A Chinese company with links to that country’s government has been monitoring public figures across the world, including 10,000 Indians, reported a consortium of media organisations, including India’s The Indian Express, Australia’s Financial Review and the Australian Broadcasting Corporation (ABC), Italy’s Il Foglio and United Kingdom’s The Daily Telegraph. Zhenhua Data, headquartered in Shenzen, has reportedly built a global database by collating information from social media IDs, news reports and other publicly available data.

However, reaction to these news reports has been lukewarm. Many commentators have noted that Zhenhua’s activities are not as alarming as they have been made to seem (more on this below).

What is the story?

Zhenua Data, with links to the People’s Liberation Army (PLA) and the Chinese Communist Party (CCP), has reportedly been collecting information on various Indian public figures including Prime Minister Narendra Modi, President Ramnath Kovind, chief ministers Mamata Bannerjee, Ashok Gehlot, Amarinder Singh, Uddhav Thackeray, Cabinet ministers Rajnath Singh, Nirmala Sitharaman, former and incumbent military officials, senior members of opposition parties such as Congress’ Sonia Gandhi and industrialists Ratan Tata and Gautam Adani. Over 10,000 Indians were reportedly being targeted by the firm.

The database was leaked to an academic Christopher Balding, a US national working in Vietnam. Balding later provided access to this database to members of the media consortium for the story.

How, and what, data was collected?

Zhenhua Data, according to The Indian Express, has built an Overseas Key Information Database (OKIDB) which monitors a subject’s digital footprint across social media platforms. It reportedly built an “information library” by scraping content from sources such as social media platforms, news, forums, research papers, patents and bidding documents. The company built a “relational data”, which it does by tracking the subject’s friends, family and followers on social media platforms. It reportedly used artificial intelligence tools to collect “private information about movements such as geographic location.”  It is interesting to note that the data collected by Zhenhua Data is already available on the public domain.

The ABC’s report notes that the Zhenhua Data’s main database that leaked to Balding has more than 2.4 million names and profiles, including those of 35,000 Australians. The information includes dates of births, addresses, marital status, photographs, political associations, relatives and social media IDs. Zhenhua reportedly collates data from Twitter, Facebook, LinkedIn, Instagram, TikTok, news stories, criminal records and corporate misdemeanours. The ABC, too, notes that much of the information is collected (“scraped”) from openly-available material. However, it adds, that some profiles have information which “appears” to have been sourced from confidential bank records, job applications and psychological profiles. It speculated that the company could have sourced such information from the “dark web”. This is perhaps the only claim by any report that non-public, confidential data was also collected. 

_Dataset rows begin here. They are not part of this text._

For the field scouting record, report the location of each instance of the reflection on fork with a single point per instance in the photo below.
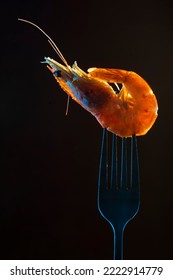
(119, 193)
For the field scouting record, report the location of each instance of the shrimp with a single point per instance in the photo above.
(131, 109)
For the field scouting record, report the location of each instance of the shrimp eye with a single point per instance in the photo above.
(57, 73)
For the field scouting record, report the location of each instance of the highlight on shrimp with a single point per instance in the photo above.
(125, 112)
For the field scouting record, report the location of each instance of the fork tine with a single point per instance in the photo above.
(103, 168)
(134, 172)
(123, 177)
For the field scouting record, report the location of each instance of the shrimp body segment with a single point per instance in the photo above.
(132, 110)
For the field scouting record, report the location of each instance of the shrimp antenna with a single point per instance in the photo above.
(51, 42)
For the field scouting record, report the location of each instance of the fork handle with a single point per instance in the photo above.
(118, 244)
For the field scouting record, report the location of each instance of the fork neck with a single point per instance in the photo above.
(118, 245)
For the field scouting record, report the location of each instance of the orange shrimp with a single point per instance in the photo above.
(125, 112)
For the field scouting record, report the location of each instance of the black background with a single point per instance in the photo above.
(49, 162)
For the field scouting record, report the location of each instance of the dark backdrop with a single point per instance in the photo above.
(49, 162)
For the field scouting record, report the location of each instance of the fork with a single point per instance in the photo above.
(119, 193)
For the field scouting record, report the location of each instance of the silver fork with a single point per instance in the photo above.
(119, 193)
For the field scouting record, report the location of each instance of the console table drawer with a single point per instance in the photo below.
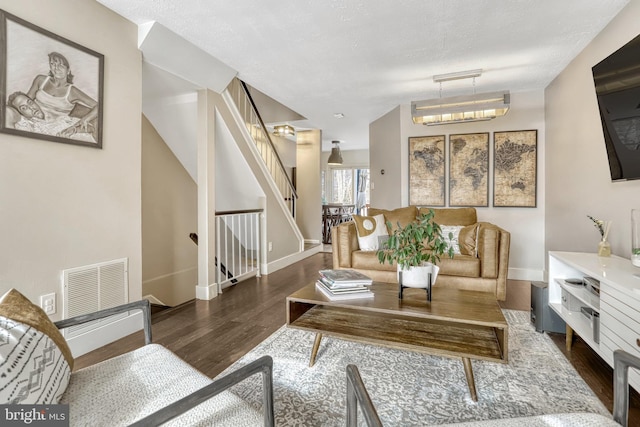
(623, 303)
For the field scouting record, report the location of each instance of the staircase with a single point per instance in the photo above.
(258, 131)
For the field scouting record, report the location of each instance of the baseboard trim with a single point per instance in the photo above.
(207, 292)
(525, 274)
(105, 334)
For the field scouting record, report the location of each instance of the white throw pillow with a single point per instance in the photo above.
(452, 242)
(35, 360)
(372, 231)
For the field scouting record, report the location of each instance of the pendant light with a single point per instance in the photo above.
(336, 156)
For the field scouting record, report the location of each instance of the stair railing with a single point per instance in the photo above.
(247, 108)
(238, 246)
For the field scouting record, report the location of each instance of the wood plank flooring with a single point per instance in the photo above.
(212, 335)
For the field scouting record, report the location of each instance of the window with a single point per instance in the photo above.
(348, 186)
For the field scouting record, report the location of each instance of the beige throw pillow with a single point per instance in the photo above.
(403, 216)
(468, 240)
(372, 231)
(454, 232)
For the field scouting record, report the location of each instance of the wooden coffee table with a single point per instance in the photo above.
(456, 323)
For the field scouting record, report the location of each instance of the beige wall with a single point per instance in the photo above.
(389, 150)
(61, 205)
(308, 208)
(385, 153)
(169, 214)
(577, 173)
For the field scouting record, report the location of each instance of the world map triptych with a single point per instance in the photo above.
(464, 178)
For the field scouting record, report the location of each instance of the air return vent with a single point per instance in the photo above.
(94, 287)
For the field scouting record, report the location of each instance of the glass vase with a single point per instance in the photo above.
(604, 248)
(635, 237)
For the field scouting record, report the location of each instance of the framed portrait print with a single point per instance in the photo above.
(426, 170)
(515, 168)
(51, 88)
(469, 169)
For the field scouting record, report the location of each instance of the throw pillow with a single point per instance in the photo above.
(35, 360)
(468, 240)
(453, 216)
(372, 231)
(450, 234)
(403, 216)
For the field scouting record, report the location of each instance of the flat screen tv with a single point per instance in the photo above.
(617, 82)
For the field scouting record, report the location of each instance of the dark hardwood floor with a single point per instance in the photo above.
(212, 335)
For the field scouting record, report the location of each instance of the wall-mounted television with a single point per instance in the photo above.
(617, 82)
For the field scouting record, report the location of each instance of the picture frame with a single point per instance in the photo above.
(427, 170)
(469, 169)
(51, 87)
(515, 168)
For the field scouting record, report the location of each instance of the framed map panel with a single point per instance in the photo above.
(426, 170)
(515, 168)
(469, 169)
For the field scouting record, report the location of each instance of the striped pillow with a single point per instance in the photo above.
(34, 358)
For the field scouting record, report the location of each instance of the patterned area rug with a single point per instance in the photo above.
(413, 389)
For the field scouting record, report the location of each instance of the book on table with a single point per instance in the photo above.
(340, 296)
(344, 278)
(342, 289)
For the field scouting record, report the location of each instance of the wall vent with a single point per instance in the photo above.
(94, 287)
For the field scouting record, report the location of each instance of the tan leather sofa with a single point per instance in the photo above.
(486, 271)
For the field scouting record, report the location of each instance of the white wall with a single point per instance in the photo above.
(389, 150)
(577, 173)
(61, 205)
(236, 186)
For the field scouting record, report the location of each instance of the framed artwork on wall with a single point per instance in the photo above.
(469, 169)
(426, 170)
(51, 88)
(515, 168)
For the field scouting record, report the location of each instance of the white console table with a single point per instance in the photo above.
(618, 304)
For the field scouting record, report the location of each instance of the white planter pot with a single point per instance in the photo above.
(418, 276)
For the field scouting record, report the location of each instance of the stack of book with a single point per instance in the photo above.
(344, 284)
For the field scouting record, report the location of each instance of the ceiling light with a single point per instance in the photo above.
(439, 78)
(461, 109)
(283, 130)
(335, 158)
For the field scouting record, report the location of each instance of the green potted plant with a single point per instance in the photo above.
(416, 248)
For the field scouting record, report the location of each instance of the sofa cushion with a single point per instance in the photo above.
(403, 216)
(453, 216)
(35, 360)
(366, 260)
(121, 390)
(372, 231)
(460, 265)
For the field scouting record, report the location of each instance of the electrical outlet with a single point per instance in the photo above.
(48, 303)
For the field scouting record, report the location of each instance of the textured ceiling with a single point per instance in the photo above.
(364, 58)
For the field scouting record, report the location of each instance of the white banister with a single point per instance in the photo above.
(237, 246)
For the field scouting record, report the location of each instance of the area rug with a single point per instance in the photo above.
(413, 389)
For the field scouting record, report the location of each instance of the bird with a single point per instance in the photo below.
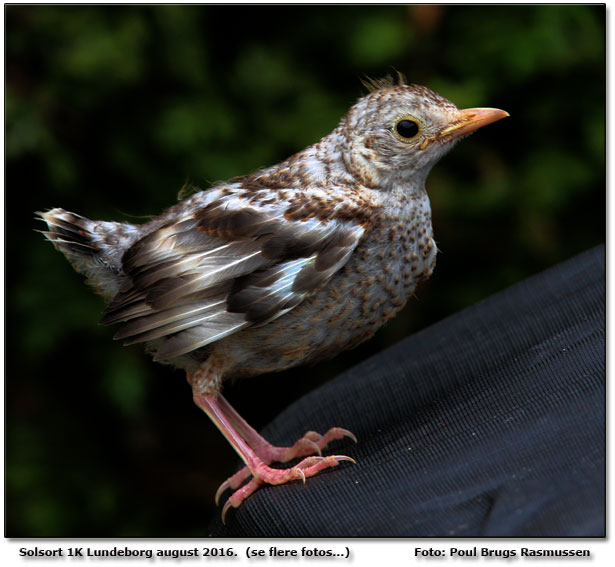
(288, 265)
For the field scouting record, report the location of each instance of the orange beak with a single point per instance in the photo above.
(470, 119)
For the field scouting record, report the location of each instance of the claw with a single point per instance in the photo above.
(302, 474)
(309, 446)
(221, 490)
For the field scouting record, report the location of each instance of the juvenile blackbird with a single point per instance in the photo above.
(289, 265)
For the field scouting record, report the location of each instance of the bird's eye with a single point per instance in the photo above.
(407, 128)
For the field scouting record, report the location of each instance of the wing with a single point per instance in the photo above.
(228, 265)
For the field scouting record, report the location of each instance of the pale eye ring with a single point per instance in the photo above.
(407, 128)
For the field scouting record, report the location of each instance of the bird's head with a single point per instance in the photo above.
(397, 133)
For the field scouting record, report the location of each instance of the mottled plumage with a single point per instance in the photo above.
(289, 265)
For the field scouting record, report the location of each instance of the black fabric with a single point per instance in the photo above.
(489, 423)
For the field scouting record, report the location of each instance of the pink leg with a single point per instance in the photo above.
(250, 445)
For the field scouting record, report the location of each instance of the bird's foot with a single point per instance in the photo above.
(312, 442)
(263, 474)
(258, 453)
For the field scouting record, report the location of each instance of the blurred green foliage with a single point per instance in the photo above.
(111, 109)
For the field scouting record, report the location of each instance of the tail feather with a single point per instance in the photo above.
(94, 248)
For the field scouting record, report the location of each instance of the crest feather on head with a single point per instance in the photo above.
(387, 82)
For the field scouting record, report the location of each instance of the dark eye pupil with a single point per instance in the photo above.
(407, 128)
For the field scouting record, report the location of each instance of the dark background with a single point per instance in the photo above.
(110, 110)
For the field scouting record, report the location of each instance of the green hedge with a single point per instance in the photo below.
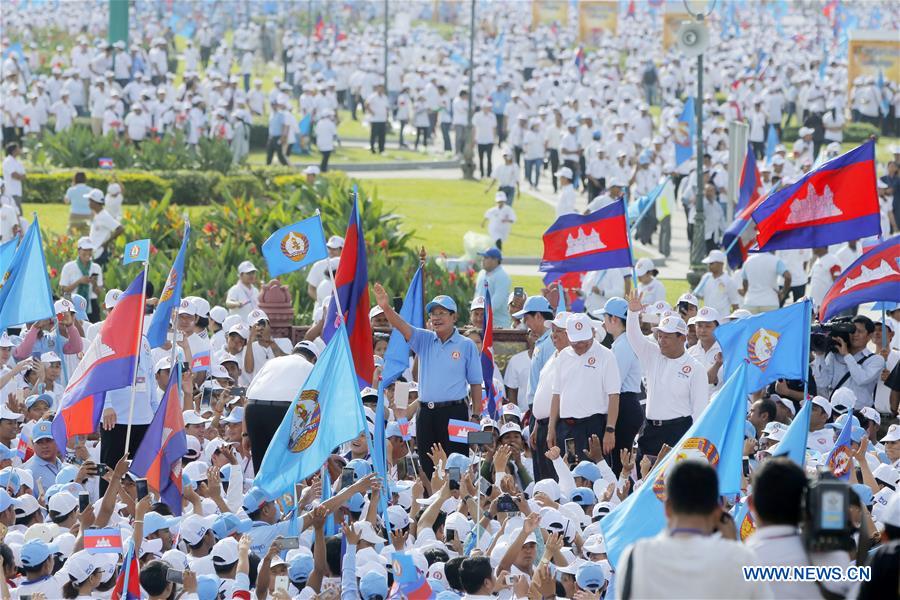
(187, 187)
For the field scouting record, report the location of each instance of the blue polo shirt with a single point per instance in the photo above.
(446, 369)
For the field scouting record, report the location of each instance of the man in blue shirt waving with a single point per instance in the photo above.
(449, 374)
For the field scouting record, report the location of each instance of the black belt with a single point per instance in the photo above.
(676, 421)
(433, 405)
(268, 402)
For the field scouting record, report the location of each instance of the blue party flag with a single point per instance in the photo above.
(170, 297)
(136, 251)
(25, 293)
(774, 345)
(717, 437)
(325, 414)
(793, 444)
(294, 246)
(840, 459)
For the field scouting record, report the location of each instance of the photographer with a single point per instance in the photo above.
(779, 488)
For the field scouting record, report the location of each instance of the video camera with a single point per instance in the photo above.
(822, 338)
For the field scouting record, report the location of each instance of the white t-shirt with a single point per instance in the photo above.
(761, 272)
(102, 227)
(584, 382)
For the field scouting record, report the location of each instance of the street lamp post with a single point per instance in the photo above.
(468, 165)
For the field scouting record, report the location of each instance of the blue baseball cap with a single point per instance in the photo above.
(229, 523)
(41, 431)
(153, 522)
(35, 552)
(616, 306)
(355, 503)
(80, 304)
(6, 500)
(300, 568)
(590, 576)
(534, 304)
(587, 470)
(207, 587)
(443, 301)
(373, 584)
(583, 496)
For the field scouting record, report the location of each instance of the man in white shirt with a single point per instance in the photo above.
(716, 287)
(104, 228)
(698, 554)
(760, 282)
(377, 107)
(677, 385)
(243, 296)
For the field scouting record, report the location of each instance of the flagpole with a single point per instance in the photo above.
(137, 356)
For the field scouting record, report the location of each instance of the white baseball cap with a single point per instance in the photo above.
(578, 327)
(672, 324)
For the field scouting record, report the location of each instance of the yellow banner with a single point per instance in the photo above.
(546, 12)
(869, 57)
(596, 19)
(671, 22)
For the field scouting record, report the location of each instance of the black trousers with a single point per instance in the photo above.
(485, 150)
(543, 467)
(628, 424)
(261, 422)
(665, 432)
(273, 146)
(431, 428)
(580, 430)
(377, 135)
(112, 446)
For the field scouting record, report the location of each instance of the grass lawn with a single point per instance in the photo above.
(461, 205)
(348, 155)
(54, 216)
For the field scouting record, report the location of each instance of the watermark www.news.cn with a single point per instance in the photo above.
(807, 573)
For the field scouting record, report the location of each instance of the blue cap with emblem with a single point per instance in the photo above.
(443, 301)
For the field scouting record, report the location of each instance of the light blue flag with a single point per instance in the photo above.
(396, 361)
(773, 345)
(685, 132)
(7, 251)
(294, 246)
(136, 251)
(25, 295)
(170, 296)
(325, 414)
(840, 459)
(771, 142)
(717, 437)
(793, 444)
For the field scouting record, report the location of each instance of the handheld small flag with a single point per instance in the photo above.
(170, 296)
(588, 242)
(873, 276)
(136, 251)
(833, 203)
(459, 430)
(294, 246)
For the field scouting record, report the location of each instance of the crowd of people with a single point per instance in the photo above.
(585, 410)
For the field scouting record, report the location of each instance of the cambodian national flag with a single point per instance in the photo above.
(158, 458)
(588, 242)
(873, 276)
(742, 227)
(834, 203)
(351, 283)
(107, 365)
(487, 355)
(128, 583)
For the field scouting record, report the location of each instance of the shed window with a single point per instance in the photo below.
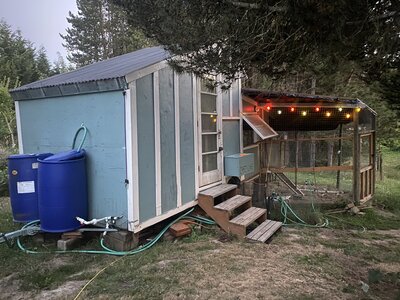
(263, 130)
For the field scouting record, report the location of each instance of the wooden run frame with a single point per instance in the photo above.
(363, 176)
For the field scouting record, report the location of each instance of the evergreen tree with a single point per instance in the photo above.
(59, 65)
(42, 64)
(275, 36)
(99, 31)
(17, 56)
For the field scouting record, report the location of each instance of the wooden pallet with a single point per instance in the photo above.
(235, 213)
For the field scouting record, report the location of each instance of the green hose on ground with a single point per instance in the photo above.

The Financial Review reported that the OKIDB ascribes a numerical ranking to each person. This ranking is reportedly used by China’s security agencies to better understand influential figures in a country.  Zhenhua Data reportedly has 20 information collection centres around the world.

ABC also reported that only 10% of the database of 2.4 million records of individuals was recovered by Internet 2.0, a Canberra cybersecurity firm, which worked with journalists on the story. Of the 250,000 records recovered, 52,000 were of Americans, 9,700 British, 5,000 Canadians, 2,100 Indonesians, 1,400 Malaysians and 138 from Papua New Guinea.

What is ‘Hybrid Warfare’?

According to multiple reports, Zhenhua claims it is a pioneer in “hybrid warfare”, a term used to refer to unconventional forms of warfare. The company talks of waging manipulating reality via social media, and how it will use big data for the “great rejuvenation of the Chinese nation”.

Christopher Balding, in a statement posted on his personal website on Monday, tried to explain the importance of the “Zhenhua Data Leak”. He said the data confirms long-standing beliefs of activities that China had been believed to engage, but never had proof of.

Balding said the data leak had proven that even experts on China had “radically” underestimated the country’s investment in monitoring and surveillance tools dedicated to controlling and influencing not just its domestic citizens but assets outside of India. “The world is only at the beginning stages of understand how much China invests in intelligence and influence operations using the type of raw data we have to understand their targets.”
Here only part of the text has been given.